Configuring A Generic Routing Encapsulation (GRE) Tunnel Using BIG-IP

This article is written by, and published on behalf of, DevCentral MVP Leonardo Souza.

---

Introduction

Recently I helped a customer define and test the configuration of multiple Generic Routing Encapsulation (GRE) tunnels, the tunnels were between BIG-IPs and Zscaler.

 

While I have implemented IPsec using BIG-IPs before, GRE on BIG-IPs was new to me. There is a lot of documentation about configuring IPsec on BIG-IP, but very little on GRE configuration. That is understandable, since GRE is not a common setup in BIG-IP compared to IPsec.

 

One important difference between GRE and IPsec; GRE does not provide encryption, while IPsec does. In this customer case, the traffic passing the GRE tunnel is to a cloud Internet proxy, so encryption (if necessary) is provide by the higher layers.

 

This means that the GRE tunnel will pass HTTP and HTTPs traffic so we do not need to care about encryption at the tunnel layer.

While Zscaler has documentation about setting up GRE for using their services, their examples only cover Cisco and Juniper, so this article fills in the gap on how to set up GRE on the BIG-IP side of the tunnel.

The Setup

In this case I am going to document the setup of a GRE tunnel between 2 BIG-IPs.
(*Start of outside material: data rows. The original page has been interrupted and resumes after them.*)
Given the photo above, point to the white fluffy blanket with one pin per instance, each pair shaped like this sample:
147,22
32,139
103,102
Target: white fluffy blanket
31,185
This should give you the general idea how GRE works in F5 world, so you might translate this into whatever requirement you have when setting up GRE between BIG-IP and other devices.

 

 

 

  1. I have a laptop [LABWin] I will use to simulate a user accessing the webserver (everything in the lab is virtual).
  2. I have the 2 BIG-IPs [LABBIGIP1, LABBIGIP2] connected via the GRE tunnel, and connected to the same VLAN and network.
  3. Lastly, the webserver [LABServer3] used to provide the website content.

 

Both LABWin and LABBIGIP1 will be connected to network 172.20.0.0/24 with IPs 172.20.0.10 and 172.20.0.1 respectively.

 

I will explain this better next, but LABBIGIP1 and LABBIGIP2 will also be connected to 2 networks, 172.18.0.0/30 and 198.18.0.0/30, with their respective IPs ending in .1 and .2.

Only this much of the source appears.